In diesem Bereich wird sich seit Jahren massiv gestritten und Verfechter beider Seiten bringen immer wieder sowohl gute als auch schlechte Argumetne dagegen an.
Boimler schrieb:
Ist doch relativ einfach: Open Source ist für jedermann nachvollziehbar und jeder kann den Code auf Schwachstellen prüfen.
Nein, so einfach ist es eben nicht. Es ist - mal die offensichtliches Sicherheitslücken wie nicht maskierte Parameter, XSS und Co ausgelassen - leider eben nicht so trivial Sicherheitslücken im Quelltext einer Software zu finden. Dafür benötig es einiges an Know-How und ebenso auch Zeit.
Je nach Komplexität der Software braucht man für die Prüfung einer Software nicht nur einfach ein paar Minuiten oder Stunden, sondern eher Tage und Wochen um den Quelltext wirklich abzuklopfen und selbst dann findet man häuftig nicht alle Lücken.
Dazu kommt eben, dass viele Sicherheitsforscher, die das selbstständig machen, auf die "Kopfgelder" für Sicherheitslücken angweisen sind oder auf Aufträge durch Kunden. Man benötigt auch Geld zum Leben.
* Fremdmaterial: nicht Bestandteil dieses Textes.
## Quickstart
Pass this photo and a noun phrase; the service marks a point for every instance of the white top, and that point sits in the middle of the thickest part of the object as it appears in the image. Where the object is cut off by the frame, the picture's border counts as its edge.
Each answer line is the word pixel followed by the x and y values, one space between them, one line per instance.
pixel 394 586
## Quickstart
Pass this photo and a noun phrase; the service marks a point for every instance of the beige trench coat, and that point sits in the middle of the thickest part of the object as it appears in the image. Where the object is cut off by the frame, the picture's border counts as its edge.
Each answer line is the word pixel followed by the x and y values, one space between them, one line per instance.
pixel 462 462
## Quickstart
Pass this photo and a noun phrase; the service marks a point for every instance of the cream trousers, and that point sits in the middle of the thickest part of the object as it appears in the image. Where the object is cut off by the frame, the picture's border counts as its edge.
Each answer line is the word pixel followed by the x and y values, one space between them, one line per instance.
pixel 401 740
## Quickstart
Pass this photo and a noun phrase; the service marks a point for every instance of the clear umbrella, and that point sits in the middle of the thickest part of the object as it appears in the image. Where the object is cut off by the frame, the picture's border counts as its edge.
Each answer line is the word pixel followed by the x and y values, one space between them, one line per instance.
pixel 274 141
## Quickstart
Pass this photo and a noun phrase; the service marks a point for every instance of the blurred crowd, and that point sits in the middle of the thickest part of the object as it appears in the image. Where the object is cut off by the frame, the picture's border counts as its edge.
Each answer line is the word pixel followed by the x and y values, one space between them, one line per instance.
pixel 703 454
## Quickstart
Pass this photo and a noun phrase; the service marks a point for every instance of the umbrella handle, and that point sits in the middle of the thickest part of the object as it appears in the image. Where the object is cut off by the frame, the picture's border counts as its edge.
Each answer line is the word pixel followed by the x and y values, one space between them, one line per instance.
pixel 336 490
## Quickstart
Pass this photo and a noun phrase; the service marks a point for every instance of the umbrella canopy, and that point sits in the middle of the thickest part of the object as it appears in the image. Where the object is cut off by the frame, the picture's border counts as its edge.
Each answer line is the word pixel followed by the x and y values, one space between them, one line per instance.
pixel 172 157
Die, die angestellt sind bei Firmen, werden da oft auf die eigene Software oder auf die verwendete Software angesetzt und andere Software wird dann eher in der Freizeit mal durchsucht und dann auch da oft eher das, was die Experten selbst verwenden.
Prinzipiell ist die Software für jeden nachvollziehbar, gleichzeitig muss das aber auch gemacht werden. Und genau hier liegt der Knackpunkt und warum eben es auch Leute gibt, die behaupten, dass Open-Source-Software und offene Systeme "unsicherer" sind - und diese Sichtweise ist eben auch nicht falsch: Auch die Angreifer können die Software auf Lücken prüfen oder die Systeme und diese dann auch ausnutzen und je mehr Informationen sie haben, um so leichter wird es für sie.
Wenn jetzt - es geht nur im die Veranschaulichung - ein Angreifer das System untersucht und entsprechende Lücken findet, kann dieser diese Lücken solange ausnutzen, bis ein andere diese Lücke findet und meldet.
Es kann nun sein, dass jemand die Lücke sehr schnell findet und meldet, dann hatte der Angreifer Pech. Es kann aber eben auch sein, dass die Lücke sehr lange nich gefunden wird und der Angreifer hat glück.
Es gibt hier also keine einfache Antwort auf die Frage ob offene oder geschlossene Ansätze sicherer oder unsicherer sind und auch kein Richtig oder Falsch. Es kommt darauf an.